Kriss Pullen is the matriarch of an arty family that has been running a fluid and funky retail business under one name or another in the old motorcycle garage behind the Fleetwood since 2007. First it was Geechi Bleu, owned by Gigi Bennett, Pullen’s daughter, and Bennett’s husband, Maurice Archer. Geechi was an exotic gallery and gift shop open late (sometimes very late, taking on the afterglow of the clubs on First Street). Then it became Gro Blue, owned by James Humphrey, Pullen’s son, and specializing in hydroponic gardening supplies. Now Gro Blue has moved a block west to the old Stollhaus furniture store (which some will remember from the 1970s as a health food store called Applerose, and more will place as the backdrop of the flaming car crash in the 2009 Michael Cera movie Youth in Revolt). Pullen has now become Gro Blue’s main proprietor. Bennett and Humphrey are still involved, she says, but Bennett is pursuing an artistic career and Humphrey is “in the nonprofit business.”

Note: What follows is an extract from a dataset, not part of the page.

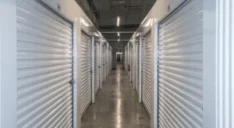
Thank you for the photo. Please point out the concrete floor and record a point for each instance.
(116, 105)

Most hydroponic gardening stores meet the marijuana question (at least when pitched by reporters) with a wide-eyed “Who, me?” innocence, but Pullen answers it head-on, with a level gaze. “I’m a patient and a caregiver and have been since the law went into effect,” she says. “I do talk to patients if they have cards.” (Medical marijuana patient cards are issued by the Michigan Department of Community Health.)

That being said, it turns out a lot of people who come into Gro Blue really are interested in the old-fashioned kind of hydroponic gardening: “Bonsai, roses, orchids. We work with the [Ann Arbor] Bonsai Society,” says Steve (“just Steve”; he says he’s an unofficial employee “kind of helping out, carrying boxes”). As Steve explains, “Temperature regulation and humidity are pretty big things with indoor gardens because outside you have natural circulation, but inside it’s really touchy. If you have too much humidity, you might start getting some bugs or fungus,” which is why lights and fans make up such a large part of the hydroponic inventory.

As for the old store, it’s become Humphrey’s nonprofit business–the HEMMP (Health and Education of Medical Marijuana Patients) Center. Not fully up and running yet, the enterprise, according to Pullen, has the mission of trying to “make more information available to the community and prospective patients, serving as a kind of a resource center, so they can find out what they need to know to get a card and what’s available.” Pullen says the HEMMP Center will also have a small store selling hemp products.